Psalms 30 Commentary

Psalm 30 The danger of self-confidence

Feelings expressed in this psalm may have arisen from David’s personal experience, but they also reflect Israel’s experience during events leading up to the dedication of the temple (see heading to the psalm). Enemies may try to destroy, but no matter how bad the situation appears, it is never hopeless. There may be troubles, but God’s deliverance will follow as surely as day follows night (1-5).

Recalling the experience, the psalmist outlines some lessons it taught him. Prosperity and security had led to self-confidence, and God’s shattering intervention was necessary to remind him that his security depended solely on God’s grace (6-7). Being brought near to death he cried out, asking what would God gain by killing him. If he was dead, how could he then praise God and serve him (8-10)? Now that God has rescued him, sadness is replaced by joyful celebration, and anxiety is replaced by humble thanksgiving (11-12).

God’s desire for praise

Often in the Psalms there are statements where God himself is the one who is urging people to praise him. The psalmists, realizing how much God desires worship, use it as a reason to persuade him to save them from their troubles. If he allows them to die, they will no longer be able to bring him the praise he seeks (e.g. Ps 30:9).

It may seem at first that God is like a vain, self-centred person who demands that others be continually telling him how great he is. However, a closer look at the matter will show that this is not the case. In one of the psalms where God urges people to praise him (Ps 50:14,23), he also makes it clear that in no way is he in need of people’s religious contributions (Ps 50:12-13). God has no selfish craving for people’s attention.
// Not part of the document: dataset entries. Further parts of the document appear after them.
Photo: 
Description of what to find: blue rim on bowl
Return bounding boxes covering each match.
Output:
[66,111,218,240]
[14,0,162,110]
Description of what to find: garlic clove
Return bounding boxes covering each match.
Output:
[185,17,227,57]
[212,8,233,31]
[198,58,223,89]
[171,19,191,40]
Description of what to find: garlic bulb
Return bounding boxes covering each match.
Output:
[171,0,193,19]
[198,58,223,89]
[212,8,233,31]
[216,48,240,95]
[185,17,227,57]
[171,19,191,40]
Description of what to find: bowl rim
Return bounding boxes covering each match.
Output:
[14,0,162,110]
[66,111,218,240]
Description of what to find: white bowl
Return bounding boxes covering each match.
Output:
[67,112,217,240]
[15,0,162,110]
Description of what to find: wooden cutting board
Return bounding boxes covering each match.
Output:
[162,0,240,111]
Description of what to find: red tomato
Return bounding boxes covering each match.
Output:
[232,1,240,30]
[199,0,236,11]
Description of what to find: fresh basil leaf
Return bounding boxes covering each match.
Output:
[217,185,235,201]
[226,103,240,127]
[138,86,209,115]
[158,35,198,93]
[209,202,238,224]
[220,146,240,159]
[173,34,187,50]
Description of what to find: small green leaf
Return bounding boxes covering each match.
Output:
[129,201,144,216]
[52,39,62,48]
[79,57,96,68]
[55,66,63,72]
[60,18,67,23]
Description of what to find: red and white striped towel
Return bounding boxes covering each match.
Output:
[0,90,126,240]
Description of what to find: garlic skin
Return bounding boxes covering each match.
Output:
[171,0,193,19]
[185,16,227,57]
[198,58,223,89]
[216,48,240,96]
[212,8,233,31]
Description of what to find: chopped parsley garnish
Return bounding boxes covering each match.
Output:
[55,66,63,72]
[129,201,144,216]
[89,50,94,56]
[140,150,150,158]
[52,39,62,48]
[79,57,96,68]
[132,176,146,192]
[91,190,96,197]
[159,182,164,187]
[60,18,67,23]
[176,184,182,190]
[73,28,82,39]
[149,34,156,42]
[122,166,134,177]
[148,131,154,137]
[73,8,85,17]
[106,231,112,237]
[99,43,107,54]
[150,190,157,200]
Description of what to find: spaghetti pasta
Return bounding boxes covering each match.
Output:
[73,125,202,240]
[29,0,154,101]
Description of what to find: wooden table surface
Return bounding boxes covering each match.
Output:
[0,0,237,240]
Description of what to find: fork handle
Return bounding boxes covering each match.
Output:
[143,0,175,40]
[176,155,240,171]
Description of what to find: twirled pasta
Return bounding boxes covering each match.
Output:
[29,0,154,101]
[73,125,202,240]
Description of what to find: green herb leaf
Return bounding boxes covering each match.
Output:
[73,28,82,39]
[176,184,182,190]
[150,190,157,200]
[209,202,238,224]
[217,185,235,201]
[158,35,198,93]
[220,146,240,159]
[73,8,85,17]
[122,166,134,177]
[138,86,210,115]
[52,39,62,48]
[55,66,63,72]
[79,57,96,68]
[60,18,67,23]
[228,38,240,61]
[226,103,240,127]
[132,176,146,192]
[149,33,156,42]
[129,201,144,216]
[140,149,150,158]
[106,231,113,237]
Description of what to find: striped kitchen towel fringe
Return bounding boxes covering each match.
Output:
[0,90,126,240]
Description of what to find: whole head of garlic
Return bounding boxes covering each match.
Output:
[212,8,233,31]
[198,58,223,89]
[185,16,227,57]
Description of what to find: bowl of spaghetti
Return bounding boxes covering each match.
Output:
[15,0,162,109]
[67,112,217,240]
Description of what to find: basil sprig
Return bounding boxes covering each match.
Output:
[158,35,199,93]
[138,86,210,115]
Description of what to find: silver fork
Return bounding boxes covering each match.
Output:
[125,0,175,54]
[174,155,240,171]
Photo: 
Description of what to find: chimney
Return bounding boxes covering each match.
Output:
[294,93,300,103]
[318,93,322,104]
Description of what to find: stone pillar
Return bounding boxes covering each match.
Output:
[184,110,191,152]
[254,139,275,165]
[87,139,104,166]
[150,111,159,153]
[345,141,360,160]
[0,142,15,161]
Whatever people enjoy, whether it be nature, art, friend or lover, their enjoyment increases when they talk about it and praise it to others. When they are able to praise the object of enjoyment directly to itself (as in the case of a lover), their enjoyment increases further. Likewise as people praise God, their enjoyment of him is increased. Or, to put it another way, God gives more of himself to people as they worship him. Their acts of praise and worship become not only offerings to God, but also the means by


which God offers himself to them. By calling upon people to praise him, God is inviting them to enjoy him to the full.